PIB à -13,8% : trou d’air ou crash économique ?

La France vient de connaître une chute historique de son PIB au deuxième trimestre de cette année (-13,8%). La France pourra-t-elle surmonter cette épreuve rapidement ? Les effets du confinement et de la crise du coronavirus vont-ils marquer durablement l’économie et la société françaises ?

Atlantico.fr : Au deuxième trimestre 2020, la France subit une chute historique de 13,8% de son PIB. Pensez-vous qu’il est possible que la France, avec quelques plaies, s’en sorte assez rapidement ? Ou au contraire, que l’effet confinement et coronavirus la marquera pour des années voire des décennies ?

Michel Ruimy : Dans cette crise sanitaire, il y a deux phases. La première a été la mobilisation d’urgence des autorités publiques – comme d’ailleurs dans les autres pays occidentaux – pour faire face à une crise inédite sévère. Il y a eu un bouclier public, coûteux mais nécessaire. Aujourd’hui, nous ne savons pas si l’État pouvait tout mais il a fait énormément. La seconde est la stratégie de reconstruction dont certains éléments nous seront donnés fin août. Mais, il faut déjà prendre en compte que l’État ne peut pas tout faire et surtout ne doit pas faire seul. Cette phase est nécessairement différente dans la mesure où les bons choix doivent être arrêtés : l’argent public n’est pas illimité. Le « quoi qu’il en coûte » doit progressivement laisser la place à un « quand cela vaut le coup », plus sélectif.

La France a besoin de mesures de relance ciblées, sélectives, bien choisies. Mais plus encore que de mesures de relance, notre pays a besoin d’un pacte de confiance avec les acteurs privés (ménages, entreprises) qui sont les premiers moteurs de la reprise. Il faut passer aujourd’hui du bouclier public à la confiance privée. Il s’agit de la confiance des ménages pour qu’ils mobilisent leur épargne accumulée pendant la crise. Près de 100 milliards d’euros à la fin de l’année, soit l’équivalent de 4 points de réservoir de croissance ! Il s’agit aussi la confiance des entreprises pour qu’avec leurs fonds propres – leur capital -, ils puissent investir.

Voilà ce qui est absolument clé pour réussir la reconstruction dans un contexte de stabilité fiscale (ni hausse, ni baisse d’impôts). Les gages donnés sur le maintien de l’assurance chômage à son niveau actuel contribuent à redonner confiance, de même que les initiatives en faveur de l’emploi des jeunes et de l’apprentissage. Pour éviter que cette épargne exceptionnelle ne se transforme en épargne de précaution, redonner confiance est l’un des plus grands enjeux. Pour les entreprises aussi.

Que peuvent nous indiquer les premiers éléments de l’INSEE ? Devons-nous nous attendre à une courbe en U, W, L ?

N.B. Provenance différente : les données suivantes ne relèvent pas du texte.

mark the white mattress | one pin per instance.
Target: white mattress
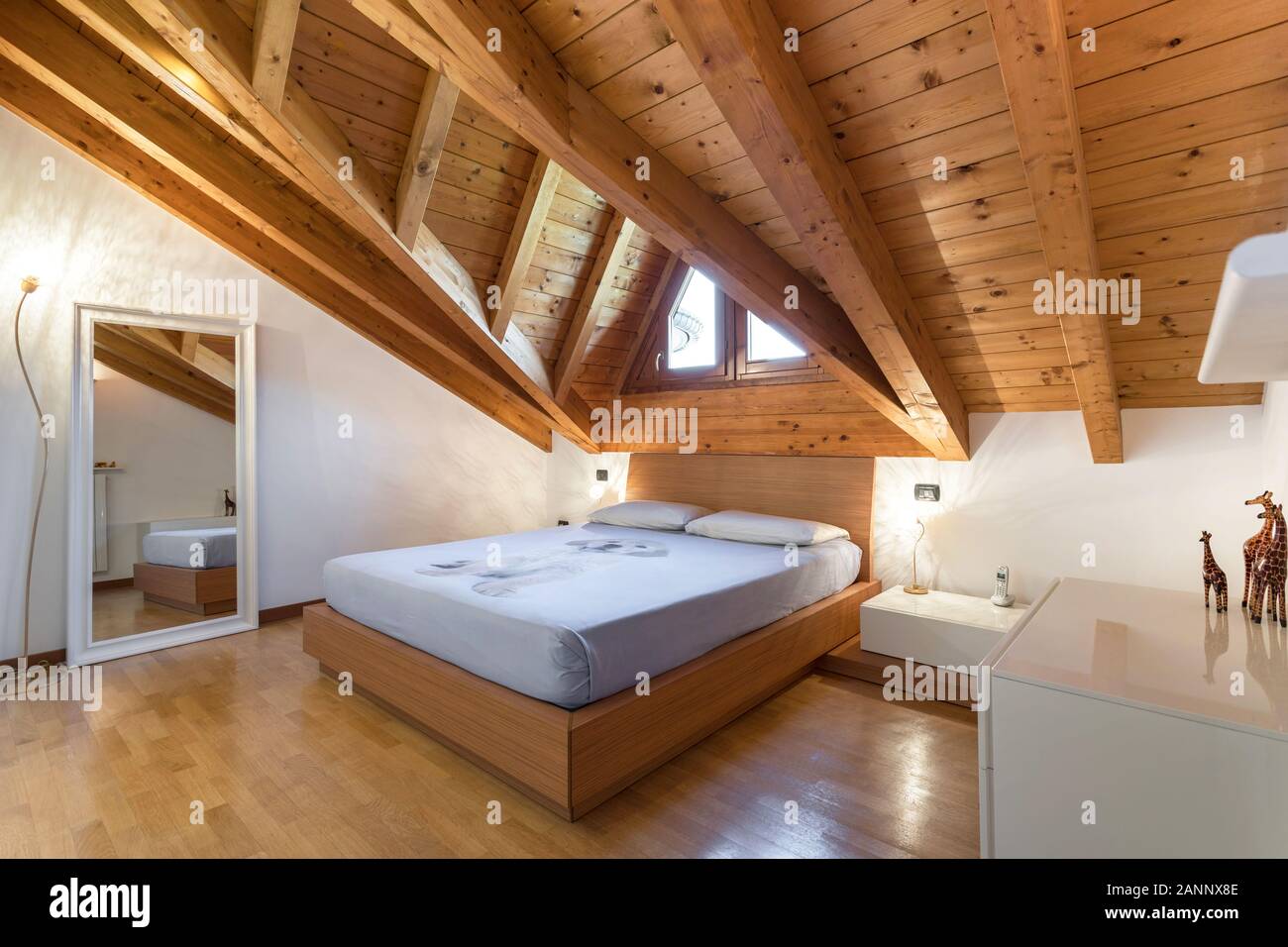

Une fois que la crise sanitaire sera, à peu près, réglée, à quel scénario économique peut-on s’attendre ? Les économistes ont débattu longuement sur la lettre qui illustrait le mieux la forme de la reprise. Ils ne sont pas tous d’accord.

Certains voyaient une reprise en V (Chute brutale de l’économie puis une reprise tout aussi violente). Ce rebond résulterait du rattrapage du retard de consommation et des mesures d’aides et d’incitation. Nous avons une certitude : ce ne sera pas un V. La reprise est molle malgré les milliards déversés par les banques centrales et les gouvernements. Concernant le U (Fort ralentissement de l’économie suivi d’une période de flottement correspondant à la barre horizontale du U). Un flottement lié à la remise en marche progressive de l’activité économique mondiale, un peu grippée après quelques semaines d’arrêt d’autant que la sortie du confinement ne se fera que par étapes. C’est un scénario plausible à la condition qu’un remède au virus soit trouvé rapidement. Pour le L (Chute brutale suivie d’une longue période de stagnation). C’est un mauvais scénario avec une accumulation de mauvaises nouvelles. C’est un scénario à ne pas espérer. L’évoquer, c’est déjà mauvais pour le moral. Le W (Rebond vigoureux après une chute brutale mais après l’euphorie, des incertitudes dues à un redémarrage lent de l’économie, à un commerce international perturbé du fait d’un repli sur soi des Etats… apparaît. L’économie se déprime mais elle redémarre d’encore plus belle). Dans ce scénario, même le rattrapage est mou. Après deux mois d’abstinence, la consommation, au lieu de repartir, est atone. Elle ne compense pas les « privations » antérieures du fait vraisemblablement d’inquiétudes (deuxième vague par exemple).